Le Dernier des Injustes a remporté le prestigieux Ours d’Or à la dernière Berlinale, le Festival du Cinéma International de Berlin, et a connu un grand succès lors de sa présentation, dans la Catégorie “Hors Compétition”, au Festival de Cannes 2013.

L’auteur du remarquable livre autobiographique Le Lièvre de Patagonie (Éditions Gallimard) -la version anglaise de ces Mémoires de Claude Lanzmann est parue l’automne dernier sous le titre The Patagonian Hare: A Memoir-, best-seller encensé unanimement par la critique littéraire, est depuis 1986 le Directeur des Temps Modernes, la plus importante Revue intellectuelle française, fondée par le philosophe Jean-Paul Sartre en 1945.

Les Éditions Gallimard viennent de rééditer dans leur Collection “Folio Poche” le dernier livre de Claude Lanzmann, La Tombe du divin Plongeur, un recueil des plus célèbres articles écrits par ce brillant intellectuel.

   Claude Lanzmann nous accordé une entrevue exclusive depuis Paris.

 

Pourquoi avez-vous décidé de consacrer un long film-documentaire à une figure très contestée du Judaïsme européen durant la Deuxième Guerre mondiale, le Rabbin autrichien Benjamin Murmelstein?

 

Benjamin Murmelstein a été l’un des premiers témoins de l’extermination des Juifs européens que j’ai interviewés lorsque j’ai commencé mes recherches en vue de l’élaboration de mon film Shoah.

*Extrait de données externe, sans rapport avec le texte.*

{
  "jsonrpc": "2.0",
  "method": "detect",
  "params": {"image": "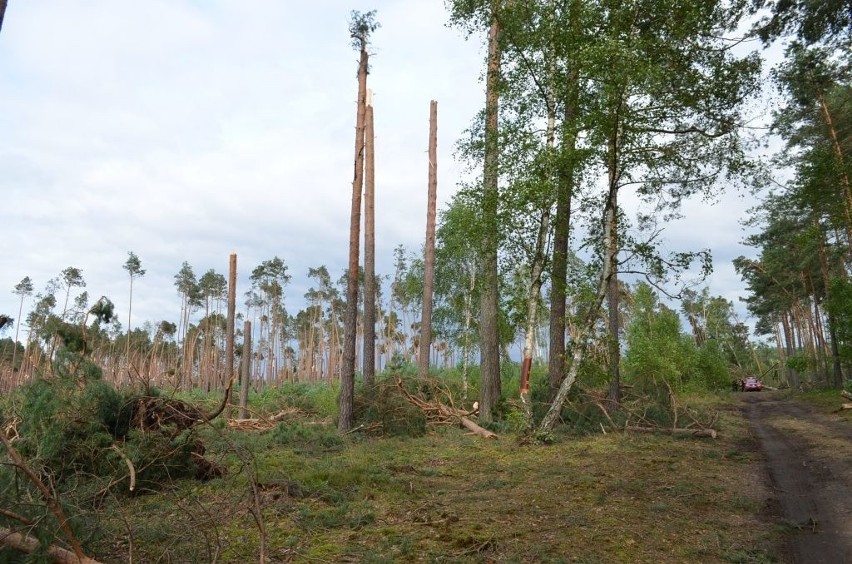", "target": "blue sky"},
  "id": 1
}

[0,0,772,340]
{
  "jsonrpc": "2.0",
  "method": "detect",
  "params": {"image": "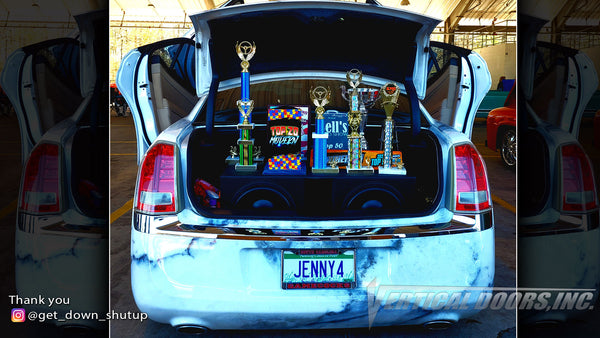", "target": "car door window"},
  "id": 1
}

[148,40,198,132]
[423,46,461,124]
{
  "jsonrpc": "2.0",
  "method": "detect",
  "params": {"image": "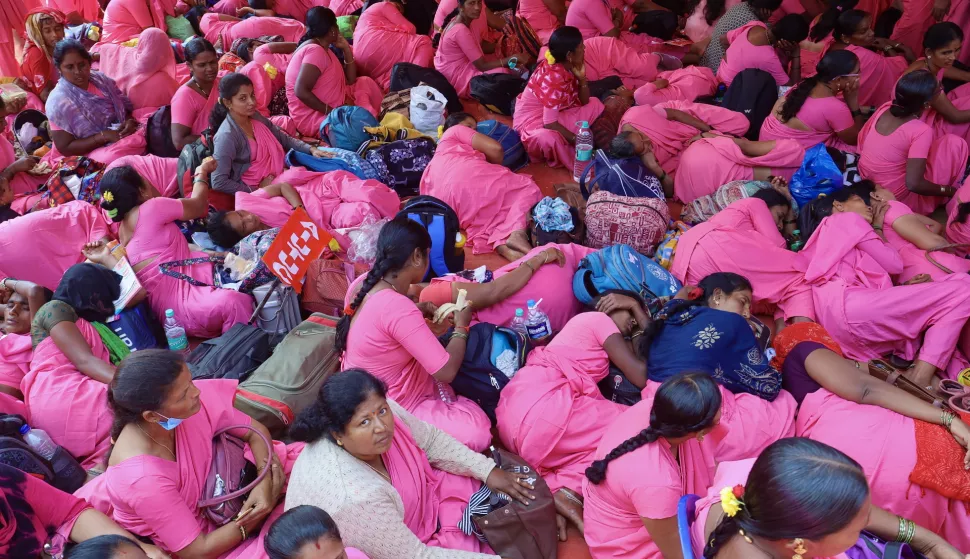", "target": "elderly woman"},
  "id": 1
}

[286,369,534,559]
[46,39,147,161]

Il était le seul des Doyens du Conseil Juif du Camp de concentration de Theresienstadt à ne pas avoir été assassiné durant la Guerre par les Allemands. Il fut le dernier Doyen du Conseil juif créé par les nazis dans ce Ghetto sis à une cinquantaine de kilomètres de Prague. Ses deux prédécesseurs dans cette fonction ingrate ont connu une fin tragique: Jacob Edelstein de Prague, arrêté en 1943, puis déporté et assassiné à Auschwitz-Birkenau, et Paul Epstein de Berlin, tué d’une balle dans la nuque le 27 septembre 1944 à Theresienstadt.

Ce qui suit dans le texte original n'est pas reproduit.